I heard his keys drop to the floor, a groan, and then a woman huffing and picking them up for him. A woman.

Déjà vu of the day Chase had walked into his apartment with a stranger slammed into me. I darted up, ready for a fight. Not that there needed to be one. We weren’t together anymore. Or ever. Yet I couldn’t help but think of him as mine.

“Hold still,” the woman murmured. He hiccuped. He was drunk. The door was pushed open. Chase came tumbling in, his black dress shirt ripped open, supported by a slender woman who clutched his shoulder to keep him upright.

“Didn’t take you long to get over me,” I said, my fingers balling into a fist beside my body. Every one of my muscles shook with anger. “Again.”

He lifted his head at the exact same time the woman did. They both stared back at me.


It was Katie.

God, I was such an idiot. Now was a good time to put the engagement ring on his table and run for my life. Still, I was rooted to his floor.

“You’re here,” he said tonelessly.

“You’re . . . drunk,” I retorted, looking at Katie with what I hoped was an apologetic expression.

She smiled, depositing Chase against the door so she could come and give me a small squeeze. “Hey. Don’t worry. It’s not awkward between us at all. My brother felt a little worse for wear after work and decided to go drinking with some friends.
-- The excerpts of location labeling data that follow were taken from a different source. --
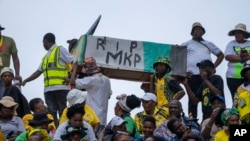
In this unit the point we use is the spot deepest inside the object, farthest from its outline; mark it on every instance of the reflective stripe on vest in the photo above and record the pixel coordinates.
(54, 73)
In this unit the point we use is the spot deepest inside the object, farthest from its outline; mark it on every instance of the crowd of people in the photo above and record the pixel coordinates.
(77, 95)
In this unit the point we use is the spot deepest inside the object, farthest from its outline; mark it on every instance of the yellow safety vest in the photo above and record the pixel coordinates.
(54, 73)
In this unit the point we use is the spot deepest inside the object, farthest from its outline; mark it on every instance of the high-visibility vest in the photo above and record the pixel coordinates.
(54, 72)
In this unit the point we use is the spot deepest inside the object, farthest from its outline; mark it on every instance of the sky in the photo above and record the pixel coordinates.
(161, 21)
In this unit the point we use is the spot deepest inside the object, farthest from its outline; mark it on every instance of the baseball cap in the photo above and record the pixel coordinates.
(76, 96)
(6, 69)
(117, 121)
(218, 97)
(149, 96)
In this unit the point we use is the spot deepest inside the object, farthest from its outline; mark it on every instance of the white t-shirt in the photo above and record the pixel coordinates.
(99, 91)
(196, 52)
(234, 48)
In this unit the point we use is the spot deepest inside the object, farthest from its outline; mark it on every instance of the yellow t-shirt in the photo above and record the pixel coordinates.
(161, 99)
(160, 115)
(89, 116)
(221, 136)
(28, 117)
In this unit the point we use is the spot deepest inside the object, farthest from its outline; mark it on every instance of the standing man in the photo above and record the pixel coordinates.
(165, 87)
(97, 85)
(7, 50)
(54, 69)
(211, 85)
(198, 49)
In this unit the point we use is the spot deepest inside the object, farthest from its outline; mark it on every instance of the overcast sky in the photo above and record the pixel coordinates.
(161, 21)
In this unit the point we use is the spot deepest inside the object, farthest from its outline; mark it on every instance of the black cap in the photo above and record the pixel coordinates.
(218, 97)
(205, 63)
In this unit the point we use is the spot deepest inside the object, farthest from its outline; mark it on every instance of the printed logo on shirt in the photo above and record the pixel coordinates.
(238, 132)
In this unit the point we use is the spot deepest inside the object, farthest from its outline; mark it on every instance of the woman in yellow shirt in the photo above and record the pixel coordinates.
(228, 117)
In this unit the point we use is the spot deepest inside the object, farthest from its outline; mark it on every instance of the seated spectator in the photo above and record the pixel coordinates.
(154, 138)
(74, 115)
(37, 134)
(117, 125)
(180, 129)
(74, 133)
(209, 128)
(145, 86)
(242, 95)
(175, 111)
(150, 109)
(37, 106)
(121, 136)
(78, 96)
(148, 127)
(11, 125)
(229, 117)
(123, 108)
(191, 137)
(39, 123)
(7, 76)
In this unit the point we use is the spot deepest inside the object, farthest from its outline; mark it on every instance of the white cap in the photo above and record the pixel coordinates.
(149, 96)
(6, 69)
(116, 121)
(76, 96)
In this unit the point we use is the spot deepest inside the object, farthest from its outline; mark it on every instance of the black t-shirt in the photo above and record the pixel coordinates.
(204, 94)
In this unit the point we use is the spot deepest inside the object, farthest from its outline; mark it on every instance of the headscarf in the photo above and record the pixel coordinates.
(122, 102)
(42, 131)
(228, 113)
(128, 103)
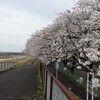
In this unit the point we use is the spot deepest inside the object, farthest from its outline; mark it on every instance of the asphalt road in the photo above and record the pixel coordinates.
(19, 84)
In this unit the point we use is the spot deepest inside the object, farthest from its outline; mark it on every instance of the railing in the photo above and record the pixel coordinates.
(6, 66)
(53, 89)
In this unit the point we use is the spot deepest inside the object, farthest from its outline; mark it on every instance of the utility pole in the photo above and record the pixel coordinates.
(87, 87)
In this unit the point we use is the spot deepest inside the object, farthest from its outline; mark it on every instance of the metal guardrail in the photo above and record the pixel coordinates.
(6, 66)
(54, 89)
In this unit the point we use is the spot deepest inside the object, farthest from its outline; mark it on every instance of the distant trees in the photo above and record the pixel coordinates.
(74, 37)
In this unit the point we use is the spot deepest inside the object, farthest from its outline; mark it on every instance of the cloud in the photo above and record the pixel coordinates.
(20, 18)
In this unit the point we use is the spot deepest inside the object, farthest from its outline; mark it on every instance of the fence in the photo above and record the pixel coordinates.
(6, 66)
(53, 89)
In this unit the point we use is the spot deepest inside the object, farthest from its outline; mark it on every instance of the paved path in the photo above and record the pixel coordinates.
(19, 84)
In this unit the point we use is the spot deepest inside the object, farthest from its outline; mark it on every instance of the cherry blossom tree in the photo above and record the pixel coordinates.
(74, 37)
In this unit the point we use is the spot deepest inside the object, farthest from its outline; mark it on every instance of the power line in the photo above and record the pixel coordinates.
(5, 21)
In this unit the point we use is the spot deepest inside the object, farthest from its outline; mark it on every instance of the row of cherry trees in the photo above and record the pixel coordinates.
(73, 37)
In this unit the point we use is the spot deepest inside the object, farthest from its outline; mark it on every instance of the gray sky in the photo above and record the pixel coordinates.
(20, 18)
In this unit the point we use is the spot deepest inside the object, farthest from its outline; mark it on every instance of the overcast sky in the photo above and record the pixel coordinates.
(20, 18)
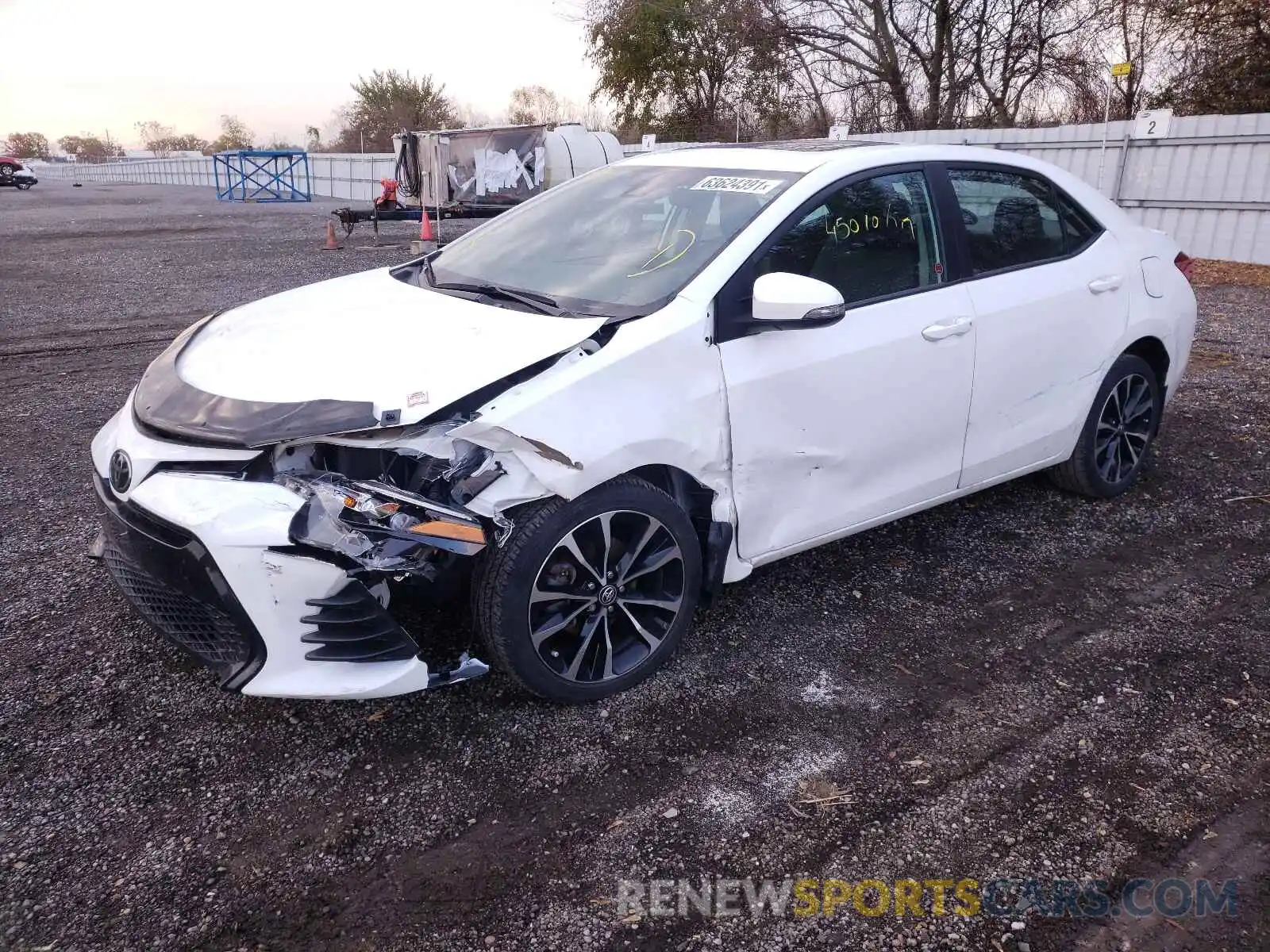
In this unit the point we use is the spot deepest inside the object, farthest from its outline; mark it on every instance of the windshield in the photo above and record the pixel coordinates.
(619, 241)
I dropped by the bar he was at before I went home and found him like this. Figured he’d need a good night’s sleep before the hangover kicked in.”

“Good call.” I nodded.

“I’ll leave you two to it.”

Katie left, and then it was just Chase and me. A very drunk version of him, anyway. I felt furious with the universe for bringing Chase to me like this. Barely coherent, when there were so many things I wanted to say to him in what was going to be the last time we ever spoke.

I slid the ring off my finger. It was weird. Throughout the weeks we’d been pretend-dating, I’d been careful to remove it at work, but I’d enjoyed flaunting it practically any other time. While I was on the subway and went out with friends and took Daisy for walks. I saw other people checking out the engagement ring while I held the pole on the train or flagged a taxi or flipped a page on my Kindle while waiting for a hair appointment. I could see the wheels in their heads turning. The stories they made up for this spectacular ring. I loved this part the most. The guessing part. My wedding obsession, I realized, was also about the meet-cute. The falling-in-love story. I’d wanted to sit each of them down and tell them about Chase. About how funny and gorgeous he was. About how fiercely he loved his family, how deeply he cared for his niece.

“So I thought I’d stop by and give this to you.” I handed him the ring.

He ignored my outstretched hand, blinking as he tried to focus on my face. “Keep it.”

“Chase . . .”

“Sell it. Give it away. You earned it.”

I shook my head, my heart clenching painfully. “It’s too much.”

“I won’t return it.” He staggered to the living room, collapsing on the couch and turning on the TV. ESPN was his default channel. “I can’t even look at it.”

He looked so tired that I thought arguing with him about this was less kind than keeping the ring.